Dallas, TX - Network Outage

Incident Report for LevelOneServers

Postmortem

A week ago, we decommissioned an old core switch in preparation for the upcoming scheduled upgrade this week, this left us with less redundancy on our core environment.

Today, during a work order, one of the facility techs accidentally unplugged one of the fiber cables to one of the other core switch. This caused the OSPF backbone area to go down and as a result the default route was also withdrawn from all the TORs.

Once the issue was identified, we immediately added a static route to all the TORs to resolve the outage and restore connectivity.
After which, we’ve had the facility reseat the SFP to the other core switch and the backbone area was restored.
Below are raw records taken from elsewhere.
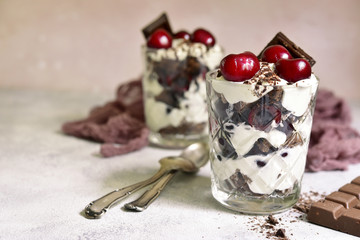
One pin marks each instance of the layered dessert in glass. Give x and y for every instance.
(174, 85)
(260, 115)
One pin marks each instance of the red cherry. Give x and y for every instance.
(202, 36)
(293, 70)
(159, 39)
(182, 34)
(239, 67)
(274, 53)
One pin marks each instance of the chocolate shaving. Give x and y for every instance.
(160, 22)
(295, 51)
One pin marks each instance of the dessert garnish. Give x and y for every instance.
(203, 36)
(239, 67)
(274, 53)
(293, 70)
(295, 51)
(159, 39)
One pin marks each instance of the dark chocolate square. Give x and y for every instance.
(295, 51)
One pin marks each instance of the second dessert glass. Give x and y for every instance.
(175, 90)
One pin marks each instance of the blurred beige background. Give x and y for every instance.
(93, 46)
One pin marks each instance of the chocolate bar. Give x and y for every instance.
(340, 210)
(295, 51)
(160, 22)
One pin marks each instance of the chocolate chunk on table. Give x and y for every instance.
(295, 51)
(340, 210)
(160, 22)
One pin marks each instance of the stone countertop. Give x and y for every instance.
(47, 178)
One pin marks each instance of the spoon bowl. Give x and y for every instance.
(190, 160)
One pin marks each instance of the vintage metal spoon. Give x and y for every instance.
(197, 154)
(97, 208)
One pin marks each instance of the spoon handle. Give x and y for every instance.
(97, 208)
(149, 196)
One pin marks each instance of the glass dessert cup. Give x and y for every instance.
(175, 92)
(259, 136)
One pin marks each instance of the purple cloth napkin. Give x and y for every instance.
(120, 126)
(334, 144)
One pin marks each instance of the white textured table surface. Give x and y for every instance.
(47, 178)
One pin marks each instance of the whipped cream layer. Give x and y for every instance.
(192, 107)
(181, 49)
(253, 89)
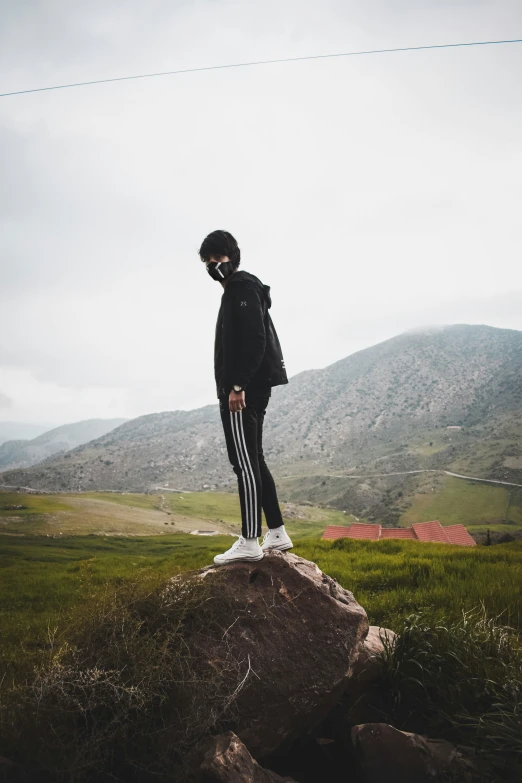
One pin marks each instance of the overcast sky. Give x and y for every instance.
(374, 194)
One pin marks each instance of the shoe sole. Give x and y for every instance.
(279, 548)
(235, 559)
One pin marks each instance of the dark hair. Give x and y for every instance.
(220, 243)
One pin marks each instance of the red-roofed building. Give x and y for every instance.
(420, 531)
(397, 532)
(430, 531)
(458, 534)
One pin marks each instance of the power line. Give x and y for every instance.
(258, 62)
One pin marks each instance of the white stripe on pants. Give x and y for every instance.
(236, 422)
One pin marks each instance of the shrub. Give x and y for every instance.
(463, 681)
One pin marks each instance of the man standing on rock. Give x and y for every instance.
(247, 362)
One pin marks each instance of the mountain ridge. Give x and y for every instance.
(387, 405)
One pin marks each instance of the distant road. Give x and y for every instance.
(409, 472)
(327, 475)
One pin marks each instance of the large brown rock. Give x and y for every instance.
(297, 632)
(228, 761)
(388, 755)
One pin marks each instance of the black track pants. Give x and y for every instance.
(244, 438)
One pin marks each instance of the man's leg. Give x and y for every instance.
(240, 428)
(269, 499)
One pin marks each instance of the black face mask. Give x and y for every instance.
(221, 270)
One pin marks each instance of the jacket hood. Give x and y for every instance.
(247, 276)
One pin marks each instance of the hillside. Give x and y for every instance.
(20, 430)
(24, 453)
(385, 409)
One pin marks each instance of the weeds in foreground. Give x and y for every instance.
(462, 681)
(126, 695)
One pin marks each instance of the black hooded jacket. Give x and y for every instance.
(246, 349)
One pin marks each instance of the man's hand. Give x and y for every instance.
(236, 400)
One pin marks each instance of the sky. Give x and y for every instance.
(374, 194)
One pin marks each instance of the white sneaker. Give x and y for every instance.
(277, 538)
(242, 549)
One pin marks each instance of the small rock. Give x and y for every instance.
(387, 755)
(228, 761)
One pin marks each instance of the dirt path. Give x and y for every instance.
(407, 473)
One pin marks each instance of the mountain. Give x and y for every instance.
(23, 453)
(18, 430)
(384, 409)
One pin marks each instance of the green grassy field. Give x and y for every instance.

In our new deployments, we usually force the backbone area to be up even when the rest of the links go down. However, unfortunately this old switch does not support it. (which will be upgraded soon as well)

Posted Jan 21, 2025 - 20:50 UTC

Resolved

This incident has been resolved.
Posted Jan 21, 2025 - 20:30 UTC

Monitoring

A fix has been implemented and we are monitoring the results.
Posted Jan 21, 2025 - 20:19 UTC

Update

We are continuing to work on a fix for this issue.
Posted Jan 21, 2025 - 20:10 UTC

Identified

The issue has been identified and a fix is being implemented.
Posted Jan 21, 2025 - 20:09 UTC

Investigating

We are currently investigating this issue.
Posted Jan 21, 2025 - 19:48 UTC
This incident affected: dal.c1 (r01.dal.c1, r02.dal.c1, r03.dal.c1, r05.dal.c1, r06.dal.c1, r07.dal.c1).